Die Stärke der Flammen habe mittlerweile abgenommen, teilt die Feuerwehr mit.

(Foto: Thomas Schulz/dpa)

Die Bewohner sind aufgefordert, ihre Häuser "umgehend" zu verlassen. Durch Munition im Boden werden die Löscharbeiten erschwert.

Wegen der drohenden Gefahr durch einen Waldbrand im brandenburgischen Treuenbrietzen müssen die Einwohner einiger Ortsteile ihre Häuser verlassen. Alle Bewohnerinnen und Bewohner des Gemeindeteils Tiefenbrunnen seien aufgefordert, ihre Häuser "umgehend" zu verlassen, teilte die Stadtverwaltung Treuenbrietzen am Sonntagvormittag mit. Die Evakuierung sei angelaufen, sagte ein Sprecher des Katastrophenstabs des Landkreises Potsdam-Mittelmark. Etwa 20 Bürger seien betroffen und können in einer von der Stadt bereitgestellte Unterkunft unterkommen.

Auch die Einwohner von Frohnsdorf, Bardenitz und Klausdorf seien mittlerweile über eine mögliche Evakuierung informiert worden, hieß es. Die Lage sei sehr dynamisch und ändere sich laufend. Die Dörfer Tiefenbrunnen, Frohnsdorf, Bardenitz und Klausdorf gehören zu Treuenbrietzen, einer Stadt mit 7500 Einwohnern und elf Stadtteilen südwestlich von Berlin.

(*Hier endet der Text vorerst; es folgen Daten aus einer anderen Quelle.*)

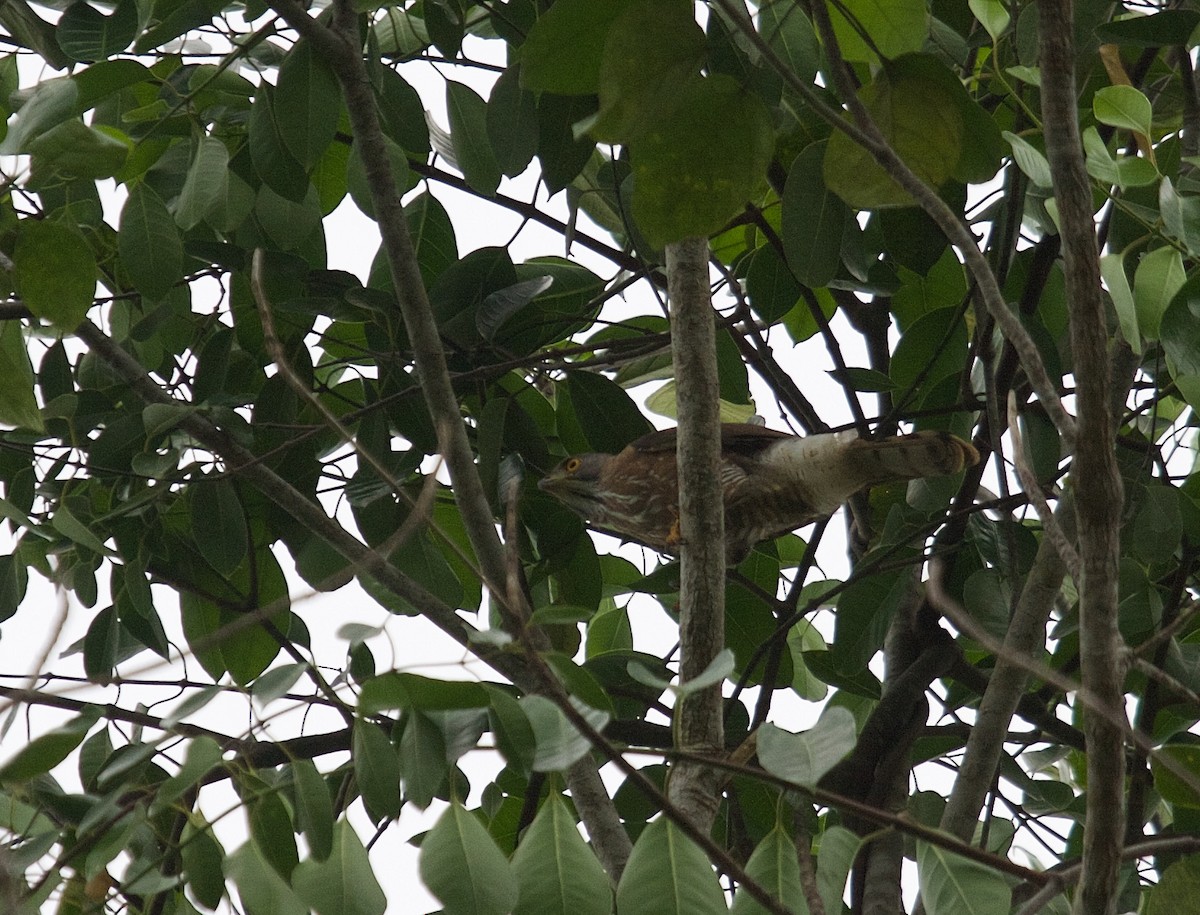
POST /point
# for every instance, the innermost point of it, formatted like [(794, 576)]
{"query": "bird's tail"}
[(909, 456)]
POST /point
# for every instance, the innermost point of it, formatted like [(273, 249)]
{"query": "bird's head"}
[(576, 483)]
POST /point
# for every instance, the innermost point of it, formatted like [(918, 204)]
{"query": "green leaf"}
[(402, 114), (555, 868), (55, 273), (315, 808), (1158, 277), (219, 522), (342, 884), (18, 405), (514, 734), (66, 524), (954, 885), (377, 769), (703, 163), (289, 223), (774, 867), (468, 131), (307, 103), (804, 758), (839, 847), (562, 150), (462, 866), (53, 102), (651, 51), (1030, 160), (203, 859), (271, 156), (87, 34), (203, 755), (559, 745), (864, 613), (1117, 282), (270, 826), (396, 689), (895, 27), (607, 417), (1122, 106), (667, 874), (1177, 788), (276, 682), (511, 123), (262, 890), (564, 48), (1177, 887), (1180, 332), (72, 150), (149, 244), (921, 108), (814, 220), (790, 34), (424, 758), (46, 751), (207, 183), (993, 15), (1159, 29), (433, 237)]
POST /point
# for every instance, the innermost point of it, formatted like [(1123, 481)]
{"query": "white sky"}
[(405, 643)]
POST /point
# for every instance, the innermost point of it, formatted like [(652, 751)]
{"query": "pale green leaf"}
[(462, 866)]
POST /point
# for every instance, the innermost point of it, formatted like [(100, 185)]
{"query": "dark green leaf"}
[(149, 244), (555, 868), (463, 867), (513, 123), (804, 758), (468, 130), (315, 808), (667, 872), (814, 220), (377, 769), (45, 752), (345, 881), (564, 48), (307, 103), (55, 273), (219, 522), (703, 163), (85, 34), (396, 689)]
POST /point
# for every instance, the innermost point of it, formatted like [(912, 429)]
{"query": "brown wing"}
[(741, 438)]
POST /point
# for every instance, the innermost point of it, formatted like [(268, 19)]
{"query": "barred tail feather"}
[(909, 456)]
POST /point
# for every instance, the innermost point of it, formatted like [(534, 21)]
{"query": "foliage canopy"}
[(207, 413)]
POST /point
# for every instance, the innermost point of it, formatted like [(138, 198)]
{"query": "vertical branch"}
[(699, 717), (1024, 643), (341, 46), (1097, 484)]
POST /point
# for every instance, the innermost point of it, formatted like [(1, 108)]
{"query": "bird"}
[(772, 482)]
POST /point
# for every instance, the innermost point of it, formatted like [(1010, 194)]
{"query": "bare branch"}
[(1095, 476), (340, 45), (699, 716)]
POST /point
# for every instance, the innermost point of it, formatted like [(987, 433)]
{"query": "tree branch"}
[(699, 716), (340, 45), (1095, 476)]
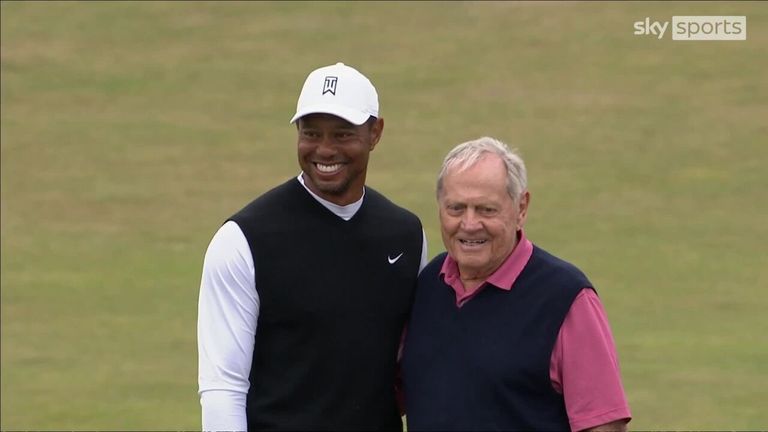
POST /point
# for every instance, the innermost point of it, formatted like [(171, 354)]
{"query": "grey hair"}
[(469, 153)]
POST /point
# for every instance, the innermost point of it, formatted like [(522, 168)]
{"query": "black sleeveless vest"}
[(334, 297), (485, 366)]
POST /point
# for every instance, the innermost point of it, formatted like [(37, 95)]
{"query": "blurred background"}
[(132, 130)]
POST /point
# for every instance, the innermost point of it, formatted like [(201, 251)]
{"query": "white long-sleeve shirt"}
[(228, 311)]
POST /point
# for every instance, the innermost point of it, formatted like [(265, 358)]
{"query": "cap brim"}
[(353, 116)]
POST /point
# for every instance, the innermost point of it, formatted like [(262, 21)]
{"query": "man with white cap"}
[(305, 291)]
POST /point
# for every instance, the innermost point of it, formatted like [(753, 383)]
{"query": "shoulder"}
[(433, 267), (228, 251)]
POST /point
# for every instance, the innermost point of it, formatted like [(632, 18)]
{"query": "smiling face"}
[(478, 219), (333, 154)]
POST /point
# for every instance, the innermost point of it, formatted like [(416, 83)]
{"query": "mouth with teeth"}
[(328, 168), (472, 243)]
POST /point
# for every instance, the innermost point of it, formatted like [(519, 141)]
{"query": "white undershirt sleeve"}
[(228, 310), (424, 255)]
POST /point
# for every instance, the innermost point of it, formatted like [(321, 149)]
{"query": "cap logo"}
[(329, 86)]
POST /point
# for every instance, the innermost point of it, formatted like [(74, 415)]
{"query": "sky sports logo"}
[(689, 28)]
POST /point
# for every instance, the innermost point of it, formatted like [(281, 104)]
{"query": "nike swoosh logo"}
[(394, 260)]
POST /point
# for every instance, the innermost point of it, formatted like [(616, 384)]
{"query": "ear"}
[(377, 129), (525, 199)]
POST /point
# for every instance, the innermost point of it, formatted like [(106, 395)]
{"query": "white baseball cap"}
[(339, 90)]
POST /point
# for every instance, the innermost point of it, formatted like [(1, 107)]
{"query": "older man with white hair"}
[(503, 335)]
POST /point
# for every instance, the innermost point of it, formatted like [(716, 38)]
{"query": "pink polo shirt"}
[(584, 367)]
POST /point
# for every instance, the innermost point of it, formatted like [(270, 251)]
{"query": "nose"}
[(326, 147), (469, 221)]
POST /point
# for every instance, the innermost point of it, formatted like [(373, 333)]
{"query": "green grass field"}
[(131, 130)]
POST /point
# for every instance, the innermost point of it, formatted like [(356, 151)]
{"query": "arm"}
[(399, 394), (584, 367), (615, 426), (227, 312), (424, 255)]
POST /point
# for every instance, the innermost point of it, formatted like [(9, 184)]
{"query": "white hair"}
[(469, 153)]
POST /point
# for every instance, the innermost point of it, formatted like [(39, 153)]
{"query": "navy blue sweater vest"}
[(485, 366), (332, 310)]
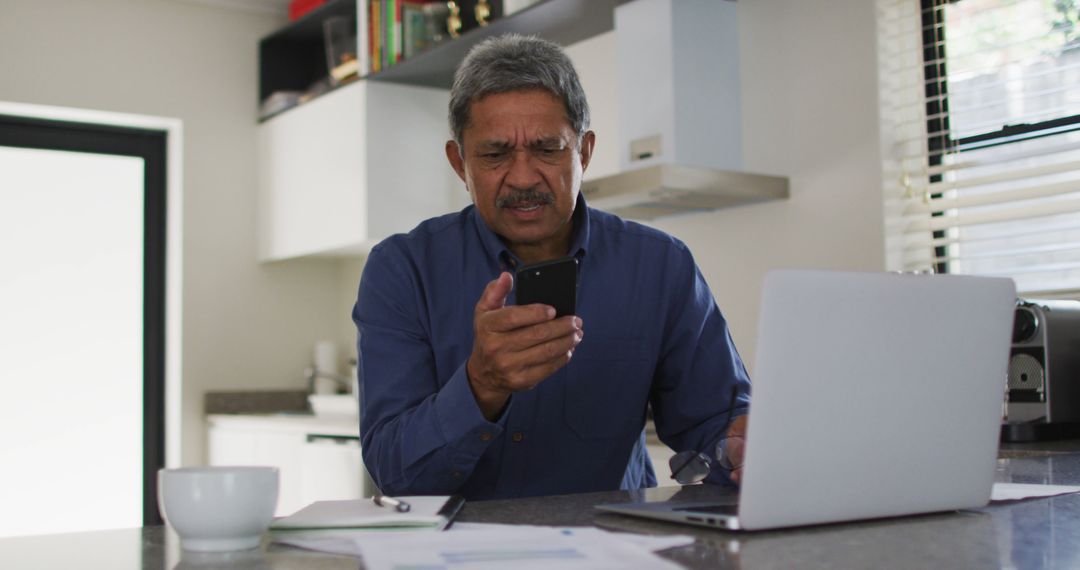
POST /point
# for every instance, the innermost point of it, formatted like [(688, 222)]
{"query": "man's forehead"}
[(508, 140)]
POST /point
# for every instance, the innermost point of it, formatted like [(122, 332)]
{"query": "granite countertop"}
[(1033, 533)]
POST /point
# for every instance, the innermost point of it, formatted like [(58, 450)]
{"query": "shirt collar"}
[(498, 250)]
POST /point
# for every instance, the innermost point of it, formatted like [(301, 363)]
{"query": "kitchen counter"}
[(1033, 533), (343, 425)]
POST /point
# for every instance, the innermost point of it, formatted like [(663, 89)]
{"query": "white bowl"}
[(218, 509), (335, 405)]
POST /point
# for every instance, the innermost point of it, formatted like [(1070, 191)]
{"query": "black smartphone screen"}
[(553, 283)]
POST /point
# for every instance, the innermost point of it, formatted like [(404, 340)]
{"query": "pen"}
[(382, 500)]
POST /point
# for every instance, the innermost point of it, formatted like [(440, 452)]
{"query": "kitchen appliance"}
[(1042, 397), (679, 129)]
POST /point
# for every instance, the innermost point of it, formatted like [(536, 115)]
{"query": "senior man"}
[(463, 393)]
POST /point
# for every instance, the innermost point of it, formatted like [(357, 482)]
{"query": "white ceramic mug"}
[(218, 509)]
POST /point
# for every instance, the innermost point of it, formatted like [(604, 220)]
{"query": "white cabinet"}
[(319, 459), (345, 171)]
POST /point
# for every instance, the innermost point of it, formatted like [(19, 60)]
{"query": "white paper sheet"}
[(474, 544), (1015, 491)]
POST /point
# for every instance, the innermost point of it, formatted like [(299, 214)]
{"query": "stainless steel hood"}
[(669, 189), (679, 111)]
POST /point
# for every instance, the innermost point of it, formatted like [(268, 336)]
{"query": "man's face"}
[(523, 166)]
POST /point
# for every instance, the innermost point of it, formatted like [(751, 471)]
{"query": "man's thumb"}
[(495, 294)]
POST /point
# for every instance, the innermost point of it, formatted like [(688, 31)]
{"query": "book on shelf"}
[(399, 29)]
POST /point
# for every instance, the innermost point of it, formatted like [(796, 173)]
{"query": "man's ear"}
[(454, 155), (588, 141)]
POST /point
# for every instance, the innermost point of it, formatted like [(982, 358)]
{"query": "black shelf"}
[(563, 22), (293, 58)]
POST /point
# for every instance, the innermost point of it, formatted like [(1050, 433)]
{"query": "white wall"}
[(810, 112), (245, 326)]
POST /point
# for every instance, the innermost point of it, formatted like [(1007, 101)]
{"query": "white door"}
[(71, 277)]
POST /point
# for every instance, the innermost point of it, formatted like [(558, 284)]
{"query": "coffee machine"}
[(1042, 397)]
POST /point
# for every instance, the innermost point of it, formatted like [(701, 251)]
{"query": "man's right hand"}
[(515, 348)]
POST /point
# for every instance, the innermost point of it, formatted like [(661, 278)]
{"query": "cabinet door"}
[(311, 164), (332, 470), (238, 446)]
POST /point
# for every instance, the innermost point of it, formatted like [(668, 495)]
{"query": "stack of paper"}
[(430, 513), (484, 546)]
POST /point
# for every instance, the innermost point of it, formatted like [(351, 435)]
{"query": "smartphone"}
[(553, 283)]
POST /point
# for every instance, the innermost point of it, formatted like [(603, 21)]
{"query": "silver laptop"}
[(874, 395)]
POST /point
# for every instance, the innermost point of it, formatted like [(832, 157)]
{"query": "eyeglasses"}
[(690, 466)]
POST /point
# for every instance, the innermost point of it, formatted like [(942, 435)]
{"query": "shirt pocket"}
[(607, 388)]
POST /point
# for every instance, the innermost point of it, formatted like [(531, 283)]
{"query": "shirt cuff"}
[(463, 425)]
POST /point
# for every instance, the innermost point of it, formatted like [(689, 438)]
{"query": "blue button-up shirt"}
[(652, 334)]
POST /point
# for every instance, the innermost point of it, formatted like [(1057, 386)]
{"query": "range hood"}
[(679, 113), (669, 189)]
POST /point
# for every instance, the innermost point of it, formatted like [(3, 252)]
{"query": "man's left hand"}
[(734, 446)]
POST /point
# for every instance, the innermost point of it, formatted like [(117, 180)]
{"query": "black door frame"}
[(150, 146)]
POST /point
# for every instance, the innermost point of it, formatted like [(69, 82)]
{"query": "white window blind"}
[(981, 126)]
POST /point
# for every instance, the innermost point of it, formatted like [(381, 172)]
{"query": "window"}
[(993, 188)]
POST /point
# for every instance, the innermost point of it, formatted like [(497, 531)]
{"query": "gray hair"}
[(513, 62)]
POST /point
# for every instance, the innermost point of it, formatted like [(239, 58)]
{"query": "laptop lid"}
[(874, 394)]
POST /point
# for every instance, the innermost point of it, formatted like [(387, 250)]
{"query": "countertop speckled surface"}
[(1033, 533)]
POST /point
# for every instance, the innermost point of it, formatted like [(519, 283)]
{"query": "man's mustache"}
[(530, 195)]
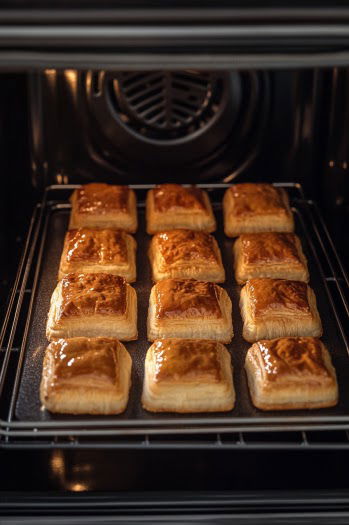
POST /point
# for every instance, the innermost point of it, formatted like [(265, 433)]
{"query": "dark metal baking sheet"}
[(28, 408)]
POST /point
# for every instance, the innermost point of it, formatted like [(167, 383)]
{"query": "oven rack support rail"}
[(275, 436)]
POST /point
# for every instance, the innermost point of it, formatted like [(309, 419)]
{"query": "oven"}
[(140, 93)]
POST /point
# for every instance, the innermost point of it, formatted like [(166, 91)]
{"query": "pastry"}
[(278, 308), (189, 309), (86, 376), (99, 251), (188, 375), (171, 206), (93, 305), (275, 255), (99, 205), (186, 254), (252, 208), (291, 373)]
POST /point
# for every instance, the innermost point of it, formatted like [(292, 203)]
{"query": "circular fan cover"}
[(166, 105)]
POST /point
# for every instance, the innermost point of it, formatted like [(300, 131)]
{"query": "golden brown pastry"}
[(93, 305), (275, 255), (188, 375), (86, 376), (89, 250), (278, 308), (291, 373), (171, 206), (189, 309), (252, 208), (186, 254), (99, 205)]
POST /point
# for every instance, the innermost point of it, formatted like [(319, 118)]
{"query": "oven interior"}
[(65, 127)]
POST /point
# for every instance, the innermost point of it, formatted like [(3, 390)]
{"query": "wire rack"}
[(325, 432)]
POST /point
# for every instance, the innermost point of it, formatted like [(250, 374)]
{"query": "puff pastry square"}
[(93, 305), (278, 308), (89, 250), (99, 205), (189, 309), (252, 208), (186, 254), (291, 373), (188, 375), (275, 255), (172, 206), (86, 376)]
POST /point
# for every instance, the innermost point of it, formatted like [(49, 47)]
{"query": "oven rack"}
[(277, 435)]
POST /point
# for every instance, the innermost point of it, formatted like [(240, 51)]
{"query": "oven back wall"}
[(195, 126)]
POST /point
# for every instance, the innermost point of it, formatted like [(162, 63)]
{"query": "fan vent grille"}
[(166, 105)]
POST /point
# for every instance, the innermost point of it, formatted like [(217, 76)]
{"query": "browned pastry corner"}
[(186, 254), (278, 308), (252, 208), (91, 250), (275, 255), (86, 376), (99, 205), (291, 373), (188, 308), (188, 375), (172, 206), (93, 305)]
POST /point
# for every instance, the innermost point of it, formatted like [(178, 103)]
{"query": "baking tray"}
[(28, 411)]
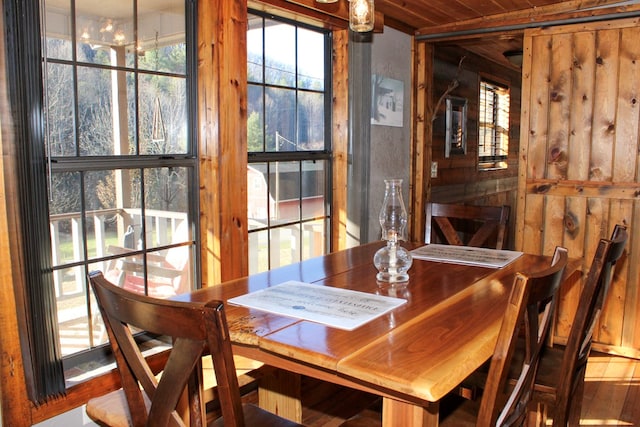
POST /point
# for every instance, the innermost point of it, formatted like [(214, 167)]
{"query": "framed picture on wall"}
[(387, 97), (456, 126)]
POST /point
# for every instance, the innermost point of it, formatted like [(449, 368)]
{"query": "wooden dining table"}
[(412, 356)]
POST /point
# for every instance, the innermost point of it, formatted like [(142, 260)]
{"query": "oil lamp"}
[(393, 261)]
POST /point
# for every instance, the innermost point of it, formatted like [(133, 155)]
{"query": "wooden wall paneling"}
[(625, 156), (574, 234), (613, 315), (629, 113), (222, 115), (421, 137), (340, 138), (631, 330), (533, 226), (581, 105), (208, 148), (519, 213), (536, 165), (592, 165), (560, 86), (553, 224), (605, 96)]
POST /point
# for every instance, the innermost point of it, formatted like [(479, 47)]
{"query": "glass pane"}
[(163, 114), (112, 200), (167, 202), (310, 121), (285, 186), (313, 189), (169, 271), (310, 59), (105, 34), (313, 239), (60, 113), (258, 251), (161, 36), (73, 319), (95, 121), (260, 204), (255, 120), (280, 119), (58, 27), (285, 245), (279, 53), (65, 219), (254, 50)]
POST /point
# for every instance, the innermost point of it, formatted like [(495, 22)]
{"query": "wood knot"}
[(570, 224), (542, 189)]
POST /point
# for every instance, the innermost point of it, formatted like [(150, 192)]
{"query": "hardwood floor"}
[(612, 396), (612, 392)]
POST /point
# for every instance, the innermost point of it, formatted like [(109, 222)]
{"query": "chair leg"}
[(537, 414), (576, 405)]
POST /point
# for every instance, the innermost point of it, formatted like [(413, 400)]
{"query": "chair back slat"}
[(530, 304), (468, 225), (194, 329), (594, 293)]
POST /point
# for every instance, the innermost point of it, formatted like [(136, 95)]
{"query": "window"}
[(122, 166), (493, 134), (289, 146)]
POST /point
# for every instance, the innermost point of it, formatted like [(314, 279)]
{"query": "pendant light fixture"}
[(361, 14)]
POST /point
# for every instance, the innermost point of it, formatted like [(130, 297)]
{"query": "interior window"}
[(493, 135), (289, 145)]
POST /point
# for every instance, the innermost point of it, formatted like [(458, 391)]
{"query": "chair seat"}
[(254, 416), (111, 410)]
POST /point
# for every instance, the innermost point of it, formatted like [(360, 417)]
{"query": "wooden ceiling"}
[(491, 27), (485, 27)]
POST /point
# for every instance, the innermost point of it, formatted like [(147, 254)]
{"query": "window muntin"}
[(493, 135), (122, 167), (288, 142)]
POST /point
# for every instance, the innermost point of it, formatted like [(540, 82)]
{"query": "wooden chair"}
[(560, 382), (467, 225), (195, 329), (530, 308)]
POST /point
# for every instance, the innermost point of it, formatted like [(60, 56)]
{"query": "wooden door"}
[(579, 162)]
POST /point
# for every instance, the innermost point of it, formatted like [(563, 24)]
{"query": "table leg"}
[(397, 413), (279, 392)]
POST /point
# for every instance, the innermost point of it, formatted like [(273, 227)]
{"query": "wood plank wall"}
[(459, 180), (578, 173)]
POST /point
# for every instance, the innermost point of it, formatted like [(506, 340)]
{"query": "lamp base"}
[(392, 261)]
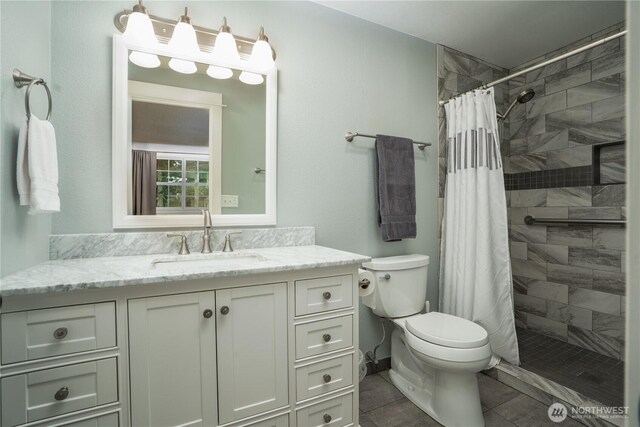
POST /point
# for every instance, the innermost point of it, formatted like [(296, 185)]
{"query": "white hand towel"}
[(22, 169), (43, 166)]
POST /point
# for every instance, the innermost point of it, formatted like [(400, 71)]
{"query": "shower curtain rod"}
[(548, 62)]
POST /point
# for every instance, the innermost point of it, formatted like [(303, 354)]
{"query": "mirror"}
[(187, 142)]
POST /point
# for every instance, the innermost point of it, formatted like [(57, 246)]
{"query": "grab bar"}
[(529, 220)]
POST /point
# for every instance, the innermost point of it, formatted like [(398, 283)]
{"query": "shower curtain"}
[(475, 269)]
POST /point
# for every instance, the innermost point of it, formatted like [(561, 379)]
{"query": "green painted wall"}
[(25, 31), (336, 74), (243, 131)]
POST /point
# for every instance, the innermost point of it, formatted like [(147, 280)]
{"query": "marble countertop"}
[(107, 272)]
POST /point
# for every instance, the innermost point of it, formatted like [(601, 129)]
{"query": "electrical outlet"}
[(229, 201)]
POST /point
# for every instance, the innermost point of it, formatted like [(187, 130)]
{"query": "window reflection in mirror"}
[(195, 143)]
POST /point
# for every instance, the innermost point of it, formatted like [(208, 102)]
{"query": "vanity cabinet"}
[(262, 350), (172, 360)]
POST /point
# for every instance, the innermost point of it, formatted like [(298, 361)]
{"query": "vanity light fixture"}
[(140, 31), (184, 40)]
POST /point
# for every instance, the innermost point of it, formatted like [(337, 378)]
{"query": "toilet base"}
[(450, 398)]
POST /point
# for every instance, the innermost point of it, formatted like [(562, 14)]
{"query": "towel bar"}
[(21, 79)]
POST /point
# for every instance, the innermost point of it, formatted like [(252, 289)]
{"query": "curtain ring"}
[(28, 93)]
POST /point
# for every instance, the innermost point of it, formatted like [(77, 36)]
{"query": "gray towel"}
[(396, 182)]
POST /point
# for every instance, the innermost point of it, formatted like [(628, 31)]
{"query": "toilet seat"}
[(447, 330)]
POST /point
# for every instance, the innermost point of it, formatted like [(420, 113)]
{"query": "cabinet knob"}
[(61, 394), (60, 333)]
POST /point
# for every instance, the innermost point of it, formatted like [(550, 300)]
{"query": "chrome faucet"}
[(206, 244)]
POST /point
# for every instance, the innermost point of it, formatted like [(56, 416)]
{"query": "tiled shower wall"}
[(568, 280)]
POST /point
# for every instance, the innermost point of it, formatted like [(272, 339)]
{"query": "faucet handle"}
[(184, 246), (227, 241)]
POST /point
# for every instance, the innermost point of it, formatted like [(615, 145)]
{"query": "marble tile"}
[(608, 65), (528, 198), (569, 196), (376, 392), (547, 71), (606, 324), (528, 162), (68, 246), (526, 127), (611, 108), (597, 90), (569, 314), (591, 54), (596, 133), (528, 304), (609, 281), (570, 117), (532, 270), (567, 79), (594, 213), (594, 300), (573, 235), (609, 238), (548, 291), (594, 341), (547, 141), (528, 233), (402, 413), (569, 157), (518, 250), (549, 327), (597, 259), (548, 253), (547, 212), (574, 276), (609, 195), (547, 104), (493, 393)]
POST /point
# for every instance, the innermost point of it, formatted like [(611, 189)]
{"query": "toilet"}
[(434, 356)]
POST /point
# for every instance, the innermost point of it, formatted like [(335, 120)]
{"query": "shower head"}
[(522, 98)]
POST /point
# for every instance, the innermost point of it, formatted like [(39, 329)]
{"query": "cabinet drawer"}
[(323, 377), (43, 394), (335, 412), (324, 294), (325, 335), (28, 335), (110, 420)]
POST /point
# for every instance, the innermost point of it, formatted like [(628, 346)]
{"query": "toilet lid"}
[(447, 330)]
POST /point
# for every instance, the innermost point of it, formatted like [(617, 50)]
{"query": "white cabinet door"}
[(252, 350), (172, 360)]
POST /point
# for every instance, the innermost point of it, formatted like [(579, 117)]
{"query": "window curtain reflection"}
[(144, 183)]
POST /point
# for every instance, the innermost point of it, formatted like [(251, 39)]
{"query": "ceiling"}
[(505, 33)]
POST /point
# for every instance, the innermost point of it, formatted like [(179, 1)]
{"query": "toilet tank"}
[(400, 285)]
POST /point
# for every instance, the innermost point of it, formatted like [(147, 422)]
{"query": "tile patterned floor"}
[(382, 405), (596, 376)]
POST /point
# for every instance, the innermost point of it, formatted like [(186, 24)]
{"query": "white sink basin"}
[(207, 261)]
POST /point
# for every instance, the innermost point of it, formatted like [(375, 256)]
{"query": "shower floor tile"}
[(594, 375)]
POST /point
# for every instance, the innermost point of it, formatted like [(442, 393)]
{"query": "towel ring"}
[(21, 79)]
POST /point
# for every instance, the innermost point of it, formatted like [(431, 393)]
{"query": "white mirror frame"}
[(121, 149)]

Der am Freitag in einem Kiefernwaldgebiet bei Frohnsdorf ausgebrochene Brand hat sich in der Nacht zu Sonntag auf etwa 100 bis 110 Hektar ausgedehnt. "Das Feuer hat sich in Richtung Osten/Südosten ausgedehnt", sagte ein Feuerwehrsprecher am Sonntagmorgen. Die Stärke der Flammen habe jedoch abgenommen. Am Freitag war ein Waldbrand auf etwa 60 Hektar entstanden, am Samstag waren es zwischenzeitlich noch gut 40 Hektar. Weil im Boden auf dem Gelände - ein ehemaliger Spreng- und Übungsplatz - Munition und Kampfmittel liegen, kommen die Feuerwehrleute nicht direkt an den Brand heran. Feuerwehrleute können deshalb auch nicht einfach in das Waldgebiet hineinfahren und dort löschen.

Im Jahr 2018 waren bei einem Waldbrand in Treuenbrietzen rund 400 Hektar Wald zerstört worden. Mehrere Tage lang wüteten die Flammen. Damals mussten mehr als 500 Menschen die Dörfer Frohnsdorf, Klausdorf und Tiefenbrunnen verlassen.